Consequences for Medicine and Evolution
How precisely this happens is still totally unknown. Understanding the mechanism that allows paternal transmission in these families would help a lot in understanding how mitochondrial transmission works in general – and could also be medically useful. "Two-parent babies", which have mtDNA from a donor to prevent the transmission of mitochondrial disease, are a recent, controversial and expensive development. Therefore, if there is a way to survive paternal mDNA, it may offer another treatment option. However, there is a lot to explore: it is possible that evolution is also moving away from paternal mDNA for a very good reason.
Human lineages traced with the aid of mDNA are also likely to have consequences on our understanding of human evolution. That said, genetic estimates of population divergence are based on a wide range of data, much of which is still subject to ongoing debate and discovery.

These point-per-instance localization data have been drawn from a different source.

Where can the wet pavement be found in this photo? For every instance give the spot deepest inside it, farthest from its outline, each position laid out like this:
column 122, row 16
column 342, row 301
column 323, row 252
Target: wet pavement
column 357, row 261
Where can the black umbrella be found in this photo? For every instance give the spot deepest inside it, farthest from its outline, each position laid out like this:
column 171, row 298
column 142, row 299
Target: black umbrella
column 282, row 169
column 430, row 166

This discovery can spark new and exciting work that will contribute to the pile of research that attempts to refine these estimates.
As fascinating as it may be, the paucity of paternal transmission deserves to be underlined. "The maternal inheritance remains absolutely dominant on a scalable time scale," write Huang and his colleagues. The cases of paternal transmission of mtDNA are rare, they add, and seem to leave no fingerprint on the global human genetic record: "The central dogma of maternal transmission of mtDNA remains valid".
PNAS 2018 DOI: 10.1073 / pnas.1810946115 (About the DOIs).